A particle of mass \(m\) is attached to the end of a light string of length l. The other end of the string is passed through a small hole and is slowly pulled through it. Gravity is negligible. The particle is originally spinning round the hole with angular velocity \(\omega\). Find the angular velocity when the string length has been reduced to \(\frac{1}{2} l\). Find also the tension in the string when its length is \(r\), and verify that the increase in kinetic energy is equal to the work done by the force pulling the string through the hole.
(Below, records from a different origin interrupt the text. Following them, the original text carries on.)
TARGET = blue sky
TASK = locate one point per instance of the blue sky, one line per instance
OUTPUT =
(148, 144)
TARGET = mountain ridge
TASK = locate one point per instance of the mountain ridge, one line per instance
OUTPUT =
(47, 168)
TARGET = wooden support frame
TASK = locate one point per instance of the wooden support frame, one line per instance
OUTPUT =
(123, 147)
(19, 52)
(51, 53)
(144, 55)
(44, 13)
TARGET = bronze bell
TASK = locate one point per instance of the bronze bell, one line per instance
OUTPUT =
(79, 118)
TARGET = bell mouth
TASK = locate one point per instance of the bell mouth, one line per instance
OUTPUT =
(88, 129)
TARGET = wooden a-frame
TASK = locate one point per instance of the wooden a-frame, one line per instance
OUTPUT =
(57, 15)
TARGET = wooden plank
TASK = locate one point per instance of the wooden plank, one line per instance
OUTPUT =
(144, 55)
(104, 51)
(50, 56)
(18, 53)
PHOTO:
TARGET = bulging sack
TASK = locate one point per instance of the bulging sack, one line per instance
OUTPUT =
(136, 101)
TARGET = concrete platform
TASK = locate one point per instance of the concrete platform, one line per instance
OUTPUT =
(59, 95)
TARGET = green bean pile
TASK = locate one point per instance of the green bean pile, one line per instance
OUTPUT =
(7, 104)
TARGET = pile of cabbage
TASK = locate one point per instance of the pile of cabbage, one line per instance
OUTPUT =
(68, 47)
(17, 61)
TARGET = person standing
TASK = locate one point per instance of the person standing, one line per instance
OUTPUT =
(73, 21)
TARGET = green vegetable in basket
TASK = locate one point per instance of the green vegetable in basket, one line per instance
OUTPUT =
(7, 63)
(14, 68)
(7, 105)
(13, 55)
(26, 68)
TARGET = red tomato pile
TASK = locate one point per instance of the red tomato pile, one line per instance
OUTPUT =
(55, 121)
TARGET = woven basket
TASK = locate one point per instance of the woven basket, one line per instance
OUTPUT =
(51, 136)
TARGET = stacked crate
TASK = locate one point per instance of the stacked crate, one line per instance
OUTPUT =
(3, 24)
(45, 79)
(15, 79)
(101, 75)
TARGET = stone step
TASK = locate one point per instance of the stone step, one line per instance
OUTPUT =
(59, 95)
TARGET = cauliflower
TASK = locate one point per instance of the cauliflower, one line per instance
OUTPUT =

The concept of conservation of angular momentum states that the initial angular momentum is equal to the final angular momentum when no external torque acts on the system. In this case, since gravity is negligible and only tension is acting, the angular momentum will be conserved. We can write the conservation of angular momentum equation as: $$L_i = L_f$$ For a rotating particle in a circle, the angular momentum can be written as: $$L = I\omega$$ Where, \(I\) is the moment of inertia and \(\omega\) is the angular velocity. Now, let's find the moment of inertia:

The moment of inertia of the particle can be found using the formula: $$I = m r^2$$ So, the initial and final moments of inertia are: $$I_i = m l^2$$ $$I_f = m (\frac{1}{2}l)^2$$

Now that we have the moments of inertia, we can apply the conservation of angular momentum: $$I_i \omega_i = I_f \omega_f$$ Substitute the initial and final moments of inertia: $$m l^2 \omega = m (\frac{1}{2}l)^2 \omega_f$$ $$\omega_f = 4\omega$$ The angular velocity when the string length has been reduced to \(\frac{1}{2} l\) is \(4\omega\).

Centripetal force in the string is provided by the tension in the string, which can be found using the formula: $$F_c = T = m\omega^2 r$$ So the tension in the string when its length is r is \(T = m\omega^2 r\).

Kinetic energy of the particle can be found using the formula: $$K = \frac{1}{2} I\omega^2$$ Initial and final kinetic energies are: $$K_i = \frac{1}{2} m l^2 \omega^2$$ $$K_f = \frac{1}{2} m (\frac{1}{2}l)^2 (4\omega)^2$$ The increase in kinetic energy is: $$\Delta K = K_f - K_i = \frac{1}{2} m l^2 \omega^2 (3)$$ The work done by the force pulling the string can be found using the formula: $$W = \int F dx$$ Substitute the force and the limits of integration: $$W = \int_{l}^{\frac{1}{2}l} m\omega^2 r d r$$ Now, integrate the expression: $$W = m\omega^2 \left[ \frac{1}{2} r^2 \right]_{l}^{\frac{1}{2}l}$$ $$W = m\omega^2 \left[\frac{1}{2} \left(\frac{1}{2}l\right)^2 - \frac{1}{2} l^2\right]$$ $$W = \frac{1}{2} m l^2 \omega^2 (3)$$ We can see that the increase in kinetic energy \(\Delta K\) is equal to the work done by the force pulling the string \(W\), as required.